Is AT&T the worst wireless carrier in America?
That topic was brought up right after Glenn Lurie, AT&T’s Senior Vice President of emerging technology, took the stage at the Dive Into Mobile conference in San Francisco today. Session moderator Walt Mossberg of the Wall Street Journal asked Lurie right off the bat what he thought about the new Consumer Reports report that calls AT&T the worst wireless carrier in America.
Lurie is the AT&T executive who negotiated AT&T’s exclusive iPhone deal with Apple, and is the carrier’s point person with Apple.
Lurie first said that the Consumer Reports is just one source of the feedback that his company is constantly collecting. Lurie then announced that the Better Business Bureau said today that it gets the fewest complaints from AT&T customers.
Mossberg was quick to point out that the praise from the Better Business Bureau is no counterpoint to the negative results reported by Consumer Reports. “We all know that when we are unhappy with our cell phone we call the Better Business Bureau,” Mossberg said, with just a little bit of sarcasm in his voice.

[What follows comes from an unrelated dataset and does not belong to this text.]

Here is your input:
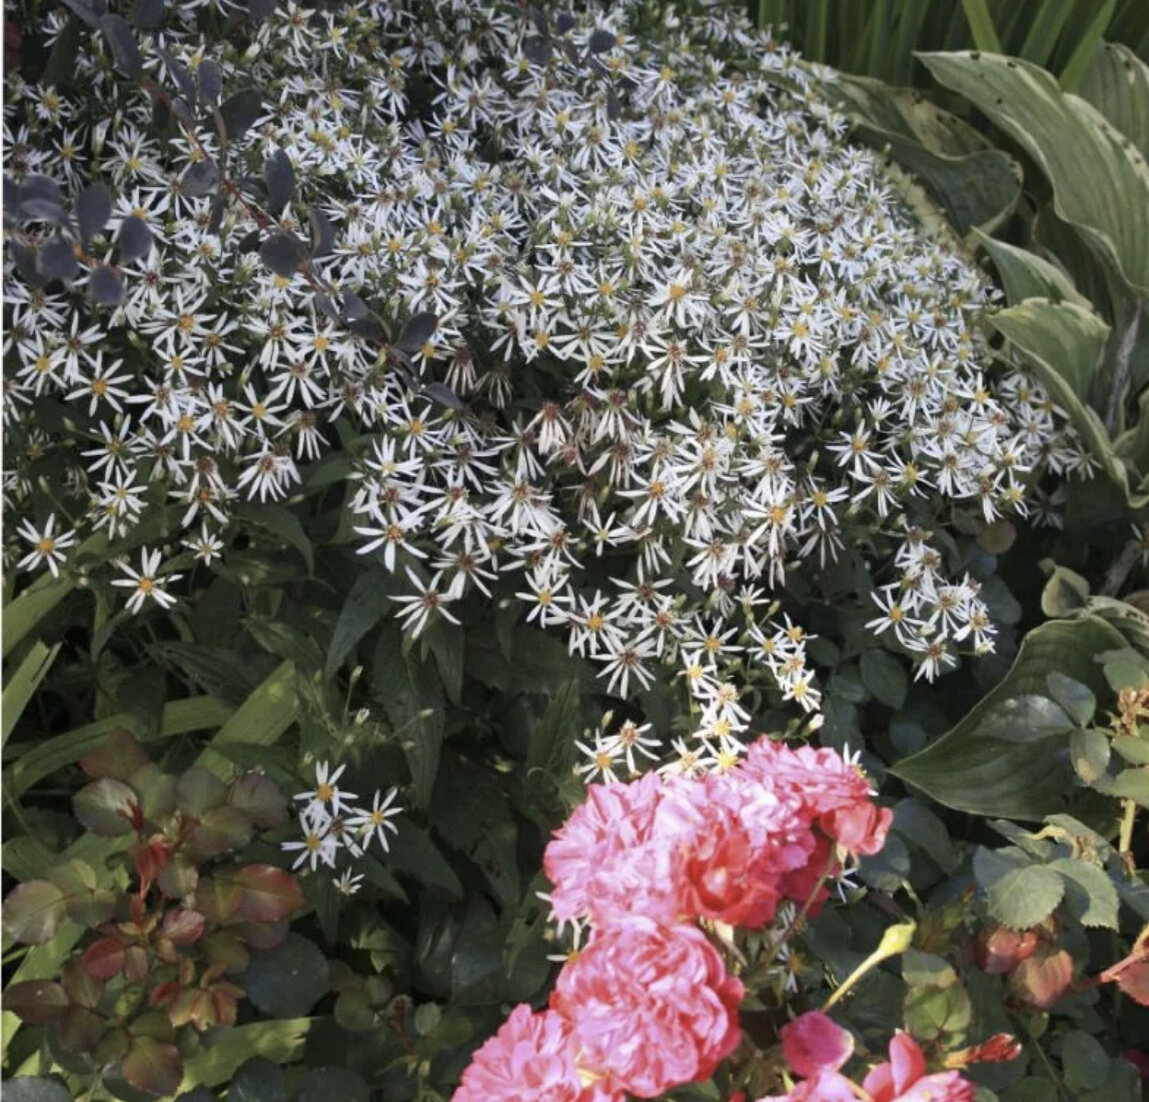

Pressed for a reaction to the Consumer Reports results, Lurie said: “We’ve been very open about our problems in New York and San Francisco. but I look at network from all over the country.”
AT&T holds that its own research and third-party research shows that AT&T wireless service is improving. “The stats show that it’s [AT&T service] improved everywhere, and we believe that it’s improved everywhere,” Lurie said.
PCWorld’s Data Speed Test Results
PCWorld’s own research shows that AT&T’s data network speeds have indeed improved a lot since 2009, but that customer satisfaction with both AT&T broadband service and voice service remains low.
Lurie then explained, as AT&T often does, that his company was the first carrier to bear the burden of the massive growth in mobile broadband usage, brought about mostly by iPhone users.
“We had the good fortune of dealing with it first,” Lurie says. AT&T says data usage has grown by 5,000 percent in the last five years. To deal with that growth, Lurie says his company has invested more than $18 billion in its network in 2009 and 2010. “This is something nobody’s ever seen, we’re the tip of the spear.”
Lurie pointed out that all wireless carriers will have to deal with the huge growth in demand for mobile broadband service. “The growth of data use isn’t stopping, it’s going up.”
Mossberg asked Lurie if he thought a Verizon iPhone would challenge the Verizon network in the same way it had the AT&T network. Lurie called the eventuality of the device “speculation” and declined to comment further.